Thursday 19th October 2017
ref :- " ECB eyes slow stimulus taper to keep lid on euro" , The Financial Times
We were only saying on Monday that plainly a good many players were viewing the slight pullback in EUR / USD from it's highs just above $1.20 set last month as little more than a breather in the uptrend rather than a reversal. With EUR / USD trading today at $1.1835 near the top of its recent range, the euro is giving the impression of wanting another go on the upside despite some factors that one might normally expect to undermine the common currency.

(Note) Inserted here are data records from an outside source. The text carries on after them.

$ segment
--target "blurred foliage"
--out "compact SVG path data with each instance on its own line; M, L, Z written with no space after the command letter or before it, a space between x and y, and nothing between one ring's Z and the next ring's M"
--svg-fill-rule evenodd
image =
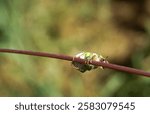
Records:
M150 71L149 0L0 0L0 48L75 55ZM150 96L150 78L0 54L0 96Z

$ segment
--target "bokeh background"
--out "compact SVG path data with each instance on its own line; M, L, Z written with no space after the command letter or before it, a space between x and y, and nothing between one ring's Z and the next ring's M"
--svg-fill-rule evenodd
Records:
M0 48L75 55L150 71L150 0L0 0ZM0 53L0 96L150 96L150 78Z

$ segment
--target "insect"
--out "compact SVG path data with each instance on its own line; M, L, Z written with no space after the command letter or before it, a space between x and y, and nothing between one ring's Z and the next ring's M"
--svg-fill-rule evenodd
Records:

Foremost among them is the Spain / Catalonia affair which FX traders seem happy to ignore for the time being even though for some of us it's hard to see a happy conclusion to the issue. Perhaps even more surprisingly, traders are taking little notice of the monetary policy plans of the two relevant central banks being further apart than some imagined, and the growing dollar-supportive interest rate differential that would seem to be the likely result.

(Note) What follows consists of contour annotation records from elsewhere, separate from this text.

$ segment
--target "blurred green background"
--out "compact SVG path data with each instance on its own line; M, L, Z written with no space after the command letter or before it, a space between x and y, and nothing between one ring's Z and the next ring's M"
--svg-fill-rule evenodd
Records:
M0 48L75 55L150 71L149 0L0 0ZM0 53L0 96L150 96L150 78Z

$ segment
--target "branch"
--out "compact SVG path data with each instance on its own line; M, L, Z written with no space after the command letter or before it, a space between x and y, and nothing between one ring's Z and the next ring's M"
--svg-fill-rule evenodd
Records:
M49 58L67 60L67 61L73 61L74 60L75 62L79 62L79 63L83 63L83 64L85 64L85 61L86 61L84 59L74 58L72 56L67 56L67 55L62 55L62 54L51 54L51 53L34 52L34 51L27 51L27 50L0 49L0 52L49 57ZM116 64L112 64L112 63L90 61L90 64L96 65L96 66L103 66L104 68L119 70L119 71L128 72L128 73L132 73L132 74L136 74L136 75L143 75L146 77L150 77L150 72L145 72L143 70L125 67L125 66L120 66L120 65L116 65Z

We know that the US Fed is embarked on a course that they expect will take interest rates to 2.0% by the end of 2018, and that they are starting the long process of reducing the balance sheet swollen by $4.2 trn of bond purchases accumulated through the QE process -- quantitative tightening, in other words. By contrast, the ECB's main refinancing rate is 0% , and its deposit rate minus 0.4% -- record low levels that the bank has promised to maintain "well past the horizon" of QE in order to nurture the region's recovery. Doesn't sound like an obvious reason to buy euros, does it ?
The thing with the future directions of markets though is that they're not really about what we already know -- that's already in the price. It's more about perceptions of what will happen in the future. The tightening going on in the States has been going on for some time and future moves have been well-signposted -- it's already in the market, as they say. One of the prime factors behind the euro's rise of late has been the contemplation that , sooner or later , the ECB will rein back its QE bond-buying programme (i.e. start to taper) and eventually begin its own task of balance sheet reduction. The fly in the ointment for euro bulls may be that the process may take a bit longer than expected.
This time next week we'll hear from Mario Draghi as to the ECB's plans for future asset purchases. The prevailing wisdom until recently was that come the start of 2018, the current €60 per month of purchases would be reduced down to €40 per month, and finish entirely as early as June. No longer ..... all the recent hints from ECB bigwigs (from both sides of the argument) point to a slower tapering process, and that QE could still continue until December 2018.
Assuming the total amount of asset purchases remains the same, if they double the remaining period of QE (to 12 months) then we can expect them to halve the amount per month (to €20bn). But if the total amount does remain the same, what's the point behind a slower for longer policy ?
Stronger rate guidance
As we've said, the ECB will not consider raising rates until QE is finished. The more gradual approach will push rate rises into 2019 at the earliest. Once the plans of BOTH central banks are known, the way would be clear for the market to re-focus on interest rate differentials and at least put a lid on EUR / USD. There's no doubt that the strength of the euro this year, and its deflationary effects, has been a big factor in the argument for a more gradual end to QE.
One of the big potential problems with such a vast QE programme couldn't be more fundamental -- the lack of enough suitable bonds to buy. In effect, the size of purchases of each nation's debt must mirror its economic strength. So German Bunds for example must make up the largest individual portfolio of purchases -- which is about to be a problem because Germany does not run big deficits and at the current rate there won't be enough Bunds out there. But the limitations on what the ECB can buy become looser the longer the programme goes on for, and the slower the rate of purchases, with more debt becoming available over time.
A slower taper, it is argued, will still achieve what the ECB wants it achieve whilst at the same time giving the markets more time to prepare for the day that bond purchases cease entirely. How much time do they need, for goodness sake ? A fair question, but history suggests the more the better, and the knowledge that interest rate hikes are on hold for longer should also keep things calm. You may or may not think that the markets must be a bit precious, but one can understand how the slower for longer plan might appeal to the ECB rather than cutting from €40bn per month to zero after June.
There are two assumptions being made here, we reckon. Firstly, that the ECB will announce exactly what the market thinks it will announce next week .... we'll bow to the superior knowledge of others on that one. And secondly, that market reactions to the ECB plans will be roughly as they envisage.
Markets being markets, that's altogether much less certain.